CASS. CIV. 3e, 10 décembre 2002

La location consentie par le crédit-preneur à une société commerciale inscrite au registre du commerce exploitant dans les lieux loués un fonds de commerce est un bail soumis au statut des baux commerciaux.

Note de M. Daniel SIZAIRE :

1.- L’importance de la décision n’échappera pas.

Jusqu’alors, la nature juridique de la location consentie par le crédit-preneur donnait lieu à des discussions.
Si la Cour d’appel de Versailles s’était orientée dans le sens de l’application du statut des baux commerciaux (CA Versailles, 17 juin 1997), la Cour d’appel de Colmar avait opté pour son exclusion.

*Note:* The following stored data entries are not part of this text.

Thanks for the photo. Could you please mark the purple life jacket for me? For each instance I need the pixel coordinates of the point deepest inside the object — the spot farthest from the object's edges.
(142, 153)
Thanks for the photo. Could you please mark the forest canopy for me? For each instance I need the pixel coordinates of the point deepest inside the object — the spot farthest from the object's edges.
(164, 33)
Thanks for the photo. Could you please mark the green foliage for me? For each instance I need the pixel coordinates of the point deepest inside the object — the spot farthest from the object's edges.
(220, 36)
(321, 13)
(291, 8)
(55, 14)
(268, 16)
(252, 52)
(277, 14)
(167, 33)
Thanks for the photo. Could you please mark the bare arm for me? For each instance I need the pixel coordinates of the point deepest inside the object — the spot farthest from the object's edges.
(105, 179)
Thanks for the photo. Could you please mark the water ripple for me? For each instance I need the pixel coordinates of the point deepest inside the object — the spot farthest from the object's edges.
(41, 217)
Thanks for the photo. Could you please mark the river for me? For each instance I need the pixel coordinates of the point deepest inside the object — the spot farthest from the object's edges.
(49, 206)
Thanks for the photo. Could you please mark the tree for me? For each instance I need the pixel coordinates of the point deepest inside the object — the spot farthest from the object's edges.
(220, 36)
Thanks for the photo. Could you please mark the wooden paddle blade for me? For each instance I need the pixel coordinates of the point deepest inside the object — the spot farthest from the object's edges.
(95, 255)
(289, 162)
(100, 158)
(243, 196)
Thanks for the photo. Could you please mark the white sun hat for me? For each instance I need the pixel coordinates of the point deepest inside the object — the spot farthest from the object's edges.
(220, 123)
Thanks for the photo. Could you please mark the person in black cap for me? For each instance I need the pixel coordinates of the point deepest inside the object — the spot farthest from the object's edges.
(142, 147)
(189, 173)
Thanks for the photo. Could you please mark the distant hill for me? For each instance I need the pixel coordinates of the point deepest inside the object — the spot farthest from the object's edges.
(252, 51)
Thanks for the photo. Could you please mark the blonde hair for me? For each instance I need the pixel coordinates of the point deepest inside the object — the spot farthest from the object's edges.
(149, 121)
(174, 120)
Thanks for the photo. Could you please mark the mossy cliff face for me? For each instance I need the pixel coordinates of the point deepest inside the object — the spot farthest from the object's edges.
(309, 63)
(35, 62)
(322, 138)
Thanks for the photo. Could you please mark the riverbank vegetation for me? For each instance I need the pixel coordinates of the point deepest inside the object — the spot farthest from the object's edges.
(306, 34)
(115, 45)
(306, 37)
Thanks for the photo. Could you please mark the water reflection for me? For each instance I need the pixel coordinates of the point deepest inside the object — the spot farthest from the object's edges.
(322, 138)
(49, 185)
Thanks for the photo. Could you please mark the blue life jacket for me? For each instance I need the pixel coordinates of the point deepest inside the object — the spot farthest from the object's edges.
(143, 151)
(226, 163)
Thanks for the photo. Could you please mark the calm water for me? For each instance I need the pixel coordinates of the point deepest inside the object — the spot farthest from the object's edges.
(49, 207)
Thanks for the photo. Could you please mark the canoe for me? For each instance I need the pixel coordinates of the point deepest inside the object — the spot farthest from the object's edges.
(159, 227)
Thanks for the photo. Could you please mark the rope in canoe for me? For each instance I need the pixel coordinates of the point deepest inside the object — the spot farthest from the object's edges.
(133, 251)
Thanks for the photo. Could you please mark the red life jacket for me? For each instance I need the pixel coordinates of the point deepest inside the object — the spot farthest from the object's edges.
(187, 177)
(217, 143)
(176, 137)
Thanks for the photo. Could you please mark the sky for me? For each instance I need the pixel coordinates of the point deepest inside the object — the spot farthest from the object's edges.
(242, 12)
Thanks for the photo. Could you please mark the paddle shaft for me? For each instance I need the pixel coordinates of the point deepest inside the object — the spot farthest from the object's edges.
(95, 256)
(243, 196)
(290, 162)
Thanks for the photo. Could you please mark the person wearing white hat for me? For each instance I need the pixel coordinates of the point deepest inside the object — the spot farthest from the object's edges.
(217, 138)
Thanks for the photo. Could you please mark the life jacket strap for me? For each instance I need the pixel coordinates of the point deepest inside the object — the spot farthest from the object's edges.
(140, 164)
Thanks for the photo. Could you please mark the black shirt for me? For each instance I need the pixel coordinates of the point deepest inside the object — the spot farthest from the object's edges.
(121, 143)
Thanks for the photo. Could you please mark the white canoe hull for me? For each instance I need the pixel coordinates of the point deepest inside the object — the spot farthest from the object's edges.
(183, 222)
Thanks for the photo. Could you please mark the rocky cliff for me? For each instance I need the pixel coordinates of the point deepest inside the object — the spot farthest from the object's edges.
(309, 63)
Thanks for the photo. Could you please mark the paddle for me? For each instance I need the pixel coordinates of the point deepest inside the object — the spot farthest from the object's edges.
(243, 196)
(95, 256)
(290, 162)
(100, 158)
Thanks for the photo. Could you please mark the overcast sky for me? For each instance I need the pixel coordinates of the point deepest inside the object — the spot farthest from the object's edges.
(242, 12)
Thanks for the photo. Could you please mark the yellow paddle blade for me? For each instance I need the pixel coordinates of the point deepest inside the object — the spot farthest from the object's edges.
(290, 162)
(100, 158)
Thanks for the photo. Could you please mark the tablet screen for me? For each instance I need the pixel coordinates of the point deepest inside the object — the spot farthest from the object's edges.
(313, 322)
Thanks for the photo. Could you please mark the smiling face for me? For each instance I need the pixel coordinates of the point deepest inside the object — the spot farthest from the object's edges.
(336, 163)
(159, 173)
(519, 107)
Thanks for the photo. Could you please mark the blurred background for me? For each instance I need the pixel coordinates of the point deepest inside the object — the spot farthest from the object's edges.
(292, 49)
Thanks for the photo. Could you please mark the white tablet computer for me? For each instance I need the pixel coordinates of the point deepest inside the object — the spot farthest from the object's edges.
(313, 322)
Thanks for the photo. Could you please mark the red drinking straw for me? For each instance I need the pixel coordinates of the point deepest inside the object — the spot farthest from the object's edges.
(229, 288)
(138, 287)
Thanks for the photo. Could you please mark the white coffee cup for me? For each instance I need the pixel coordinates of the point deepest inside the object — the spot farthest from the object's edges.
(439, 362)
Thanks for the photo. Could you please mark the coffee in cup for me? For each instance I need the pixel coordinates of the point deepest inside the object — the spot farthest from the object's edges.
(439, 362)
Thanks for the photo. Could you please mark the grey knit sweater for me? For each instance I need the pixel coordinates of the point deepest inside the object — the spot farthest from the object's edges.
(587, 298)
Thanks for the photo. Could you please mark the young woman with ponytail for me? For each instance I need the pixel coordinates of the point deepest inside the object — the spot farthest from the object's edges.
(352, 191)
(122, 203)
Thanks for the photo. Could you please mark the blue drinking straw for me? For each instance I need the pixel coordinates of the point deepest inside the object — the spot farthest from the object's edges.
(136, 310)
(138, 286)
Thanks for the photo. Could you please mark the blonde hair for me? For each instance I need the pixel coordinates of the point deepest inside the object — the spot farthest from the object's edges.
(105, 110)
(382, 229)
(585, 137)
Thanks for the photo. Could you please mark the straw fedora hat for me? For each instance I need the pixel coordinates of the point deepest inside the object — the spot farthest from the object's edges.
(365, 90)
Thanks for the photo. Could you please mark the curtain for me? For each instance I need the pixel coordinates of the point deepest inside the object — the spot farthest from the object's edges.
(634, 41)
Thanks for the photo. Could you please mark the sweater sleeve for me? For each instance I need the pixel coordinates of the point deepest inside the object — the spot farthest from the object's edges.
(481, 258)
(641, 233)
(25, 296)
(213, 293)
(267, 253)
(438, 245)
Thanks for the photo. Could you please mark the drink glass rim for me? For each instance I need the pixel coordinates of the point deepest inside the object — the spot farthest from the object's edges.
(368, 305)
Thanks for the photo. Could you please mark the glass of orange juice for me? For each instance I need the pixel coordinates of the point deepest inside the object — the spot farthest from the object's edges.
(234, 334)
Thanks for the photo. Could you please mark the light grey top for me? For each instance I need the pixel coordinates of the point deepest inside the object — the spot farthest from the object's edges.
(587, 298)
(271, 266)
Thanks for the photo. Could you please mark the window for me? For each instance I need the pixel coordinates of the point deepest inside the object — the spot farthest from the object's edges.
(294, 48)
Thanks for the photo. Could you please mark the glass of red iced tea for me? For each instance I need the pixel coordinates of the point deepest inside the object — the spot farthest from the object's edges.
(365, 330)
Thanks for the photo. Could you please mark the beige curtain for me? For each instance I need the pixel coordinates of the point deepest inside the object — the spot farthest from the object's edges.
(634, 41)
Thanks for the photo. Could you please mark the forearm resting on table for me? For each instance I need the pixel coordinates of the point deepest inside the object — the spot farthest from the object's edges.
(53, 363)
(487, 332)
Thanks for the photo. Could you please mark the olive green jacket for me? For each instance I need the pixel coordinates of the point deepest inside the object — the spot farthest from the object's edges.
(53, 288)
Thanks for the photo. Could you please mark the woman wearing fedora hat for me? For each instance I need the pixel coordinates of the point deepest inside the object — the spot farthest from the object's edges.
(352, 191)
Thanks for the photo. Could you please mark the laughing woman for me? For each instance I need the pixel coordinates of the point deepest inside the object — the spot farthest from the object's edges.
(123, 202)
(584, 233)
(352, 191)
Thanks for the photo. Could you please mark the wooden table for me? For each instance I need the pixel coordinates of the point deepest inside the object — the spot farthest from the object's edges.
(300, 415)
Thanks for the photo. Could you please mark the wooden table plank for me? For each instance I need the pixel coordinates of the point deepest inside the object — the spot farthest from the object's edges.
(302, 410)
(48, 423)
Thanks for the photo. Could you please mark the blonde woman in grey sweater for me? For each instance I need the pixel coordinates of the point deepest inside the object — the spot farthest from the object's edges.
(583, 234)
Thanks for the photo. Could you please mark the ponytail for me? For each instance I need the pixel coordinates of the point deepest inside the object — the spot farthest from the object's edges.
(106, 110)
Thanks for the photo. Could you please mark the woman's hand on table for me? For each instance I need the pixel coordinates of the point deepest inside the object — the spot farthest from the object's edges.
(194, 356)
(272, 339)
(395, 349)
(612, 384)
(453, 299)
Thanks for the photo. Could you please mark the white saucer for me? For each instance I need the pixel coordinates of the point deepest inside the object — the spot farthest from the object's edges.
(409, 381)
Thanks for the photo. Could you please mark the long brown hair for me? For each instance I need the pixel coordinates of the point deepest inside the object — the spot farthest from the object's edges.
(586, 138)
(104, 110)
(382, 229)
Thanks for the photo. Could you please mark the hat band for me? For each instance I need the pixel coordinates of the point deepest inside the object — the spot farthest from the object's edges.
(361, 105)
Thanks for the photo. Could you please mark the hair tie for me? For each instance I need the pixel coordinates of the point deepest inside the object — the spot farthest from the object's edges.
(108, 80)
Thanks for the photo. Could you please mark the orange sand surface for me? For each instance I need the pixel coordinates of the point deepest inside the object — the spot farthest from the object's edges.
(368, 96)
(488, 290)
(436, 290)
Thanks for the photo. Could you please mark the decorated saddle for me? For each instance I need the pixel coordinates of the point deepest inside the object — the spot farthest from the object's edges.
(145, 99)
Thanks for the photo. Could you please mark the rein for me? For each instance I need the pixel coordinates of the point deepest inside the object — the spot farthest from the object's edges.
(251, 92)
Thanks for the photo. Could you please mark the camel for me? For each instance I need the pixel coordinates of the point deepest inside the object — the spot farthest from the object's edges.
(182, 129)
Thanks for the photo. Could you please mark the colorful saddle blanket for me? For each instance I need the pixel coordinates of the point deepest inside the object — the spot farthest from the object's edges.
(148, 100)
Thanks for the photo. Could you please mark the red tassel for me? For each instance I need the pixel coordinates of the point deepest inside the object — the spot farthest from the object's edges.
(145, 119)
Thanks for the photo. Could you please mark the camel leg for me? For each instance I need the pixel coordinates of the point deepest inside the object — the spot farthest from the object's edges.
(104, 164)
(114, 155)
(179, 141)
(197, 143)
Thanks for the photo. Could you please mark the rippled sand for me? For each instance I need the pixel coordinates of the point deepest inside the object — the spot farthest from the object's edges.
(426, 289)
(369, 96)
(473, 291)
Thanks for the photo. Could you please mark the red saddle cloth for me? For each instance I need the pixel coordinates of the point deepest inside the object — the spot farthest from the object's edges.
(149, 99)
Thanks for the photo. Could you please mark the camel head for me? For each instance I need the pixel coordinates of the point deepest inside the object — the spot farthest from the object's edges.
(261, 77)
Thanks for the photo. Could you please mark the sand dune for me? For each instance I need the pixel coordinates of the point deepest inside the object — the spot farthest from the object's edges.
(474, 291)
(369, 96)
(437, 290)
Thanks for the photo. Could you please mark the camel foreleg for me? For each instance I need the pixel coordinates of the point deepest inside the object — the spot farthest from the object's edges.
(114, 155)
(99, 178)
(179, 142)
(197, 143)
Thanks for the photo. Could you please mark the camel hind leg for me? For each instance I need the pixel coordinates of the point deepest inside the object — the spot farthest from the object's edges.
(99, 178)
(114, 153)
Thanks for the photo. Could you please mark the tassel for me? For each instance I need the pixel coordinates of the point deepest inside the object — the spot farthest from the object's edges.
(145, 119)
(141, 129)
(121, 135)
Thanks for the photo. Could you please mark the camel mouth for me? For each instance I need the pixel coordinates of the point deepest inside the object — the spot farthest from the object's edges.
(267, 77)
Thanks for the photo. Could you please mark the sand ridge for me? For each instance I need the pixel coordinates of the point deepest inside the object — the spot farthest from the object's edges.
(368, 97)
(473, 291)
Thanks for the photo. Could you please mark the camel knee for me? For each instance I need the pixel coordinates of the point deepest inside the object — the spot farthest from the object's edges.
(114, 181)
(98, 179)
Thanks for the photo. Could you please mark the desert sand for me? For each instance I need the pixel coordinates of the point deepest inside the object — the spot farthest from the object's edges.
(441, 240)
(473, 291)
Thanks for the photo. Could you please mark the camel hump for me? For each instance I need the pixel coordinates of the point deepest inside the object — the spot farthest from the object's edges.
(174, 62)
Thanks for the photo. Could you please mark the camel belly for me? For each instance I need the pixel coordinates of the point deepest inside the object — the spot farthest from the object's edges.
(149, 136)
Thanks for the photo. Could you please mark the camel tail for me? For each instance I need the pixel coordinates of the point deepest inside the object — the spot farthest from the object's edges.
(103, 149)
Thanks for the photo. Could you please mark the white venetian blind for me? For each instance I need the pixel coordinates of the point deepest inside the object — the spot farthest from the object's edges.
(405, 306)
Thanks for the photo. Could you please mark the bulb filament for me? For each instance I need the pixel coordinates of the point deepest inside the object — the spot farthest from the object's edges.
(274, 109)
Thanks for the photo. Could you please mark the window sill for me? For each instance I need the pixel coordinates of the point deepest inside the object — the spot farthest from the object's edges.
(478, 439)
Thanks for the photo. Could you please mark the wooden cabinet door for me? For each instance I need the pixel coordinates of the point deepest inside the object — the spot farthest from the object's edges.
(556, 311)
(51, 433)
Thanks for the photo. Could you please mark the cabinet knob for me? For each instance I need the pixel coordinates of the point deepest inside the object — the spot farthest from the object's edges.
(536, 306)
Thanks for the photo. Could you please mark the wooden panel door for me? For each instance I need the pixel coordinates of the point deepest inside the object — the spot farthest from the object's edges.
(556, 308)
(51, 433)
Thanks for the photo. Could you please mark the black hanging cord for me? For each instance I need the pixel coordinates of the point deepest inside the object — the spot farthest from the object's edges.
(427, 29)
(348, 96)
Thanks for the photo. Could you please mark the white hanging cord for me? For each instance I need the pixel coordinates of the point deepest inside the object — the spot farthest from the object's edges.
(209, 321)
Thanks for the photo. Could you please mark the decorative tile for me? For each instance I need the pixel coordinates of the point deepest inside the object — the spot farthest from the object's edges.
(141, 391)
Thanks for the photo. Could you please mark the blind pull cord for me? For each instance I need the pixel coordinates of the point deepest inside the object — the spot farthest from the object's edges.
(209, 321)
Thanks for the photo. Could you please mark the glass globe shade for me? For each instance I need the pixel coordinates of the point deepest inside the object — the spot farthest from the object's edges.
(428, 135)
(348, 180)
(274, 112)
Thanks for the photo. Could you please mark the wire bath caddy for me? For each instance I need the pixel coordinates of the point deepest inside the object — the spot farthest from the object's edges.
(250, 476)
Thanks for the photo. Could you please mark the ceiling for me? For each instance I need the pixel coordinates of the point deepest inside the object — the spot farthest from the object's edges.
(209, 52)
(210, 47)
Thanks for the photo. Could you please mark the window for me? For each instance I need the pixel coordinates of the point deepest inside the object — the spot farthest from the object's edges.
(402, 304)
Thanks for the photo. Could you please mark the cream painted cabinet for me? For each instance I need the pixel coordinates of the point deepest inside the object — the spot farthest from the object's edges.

2.- Au contraire, la Cour d’appel de Paul, dont l’arrêt faisait l’objet du pourvoi soumis à la 3e chambre civile, avait considéré que le bail consenti par le crédit-preneur constituait un bail commercial et avait fixé en conséquence le loyer du bail renouvelé.

Le bailleur (crédit-preneur) faisait valoir que nul ne peut transférer à autrui plus de droits qu’il n’en a lui-même ; que ni le bail à construction, ni le contrat de crédit-bail qui avait été consenti par le bénéficiaire du bail à construction, n’octroyaient les droits du régime du bail commercial et que la cour d’appel n’avait pas analysé la qualification de la sous-location par référence à la commune intention des parties.

Le pourvoi est rejeté par la 3e chambre civile au motif :

Attendu qu’ayant relevé, à bon droit, que le contrat conclu entre la société A, crédit-preneur, et la société P était un contrat distinct du contrat de crédit-bail et obéissait à des règles qui lui étaient propres, et ayant constaté que la société P était une société commerciale inscrite au registre du commerce qui exploitait dans les lieux loués un fonds de commerce, la cour d’appel, qui n’était pas tenue de suivre les parties dans le détail de leur argumentation (au sujet de l’intention des parties) en a exactement déduit que le contrat de location consenti le 1er mars 1985 par la société crédit-preneuse était un bail soumis au statut des baux commerciaux.

3.- La position adoptée par la 3e chambre civile est claire et nette.

Le contrat de location consenti par le crédit-preneur est distinct du contrat de crédit-bail ; il obéit aux règles qui lui sont propres.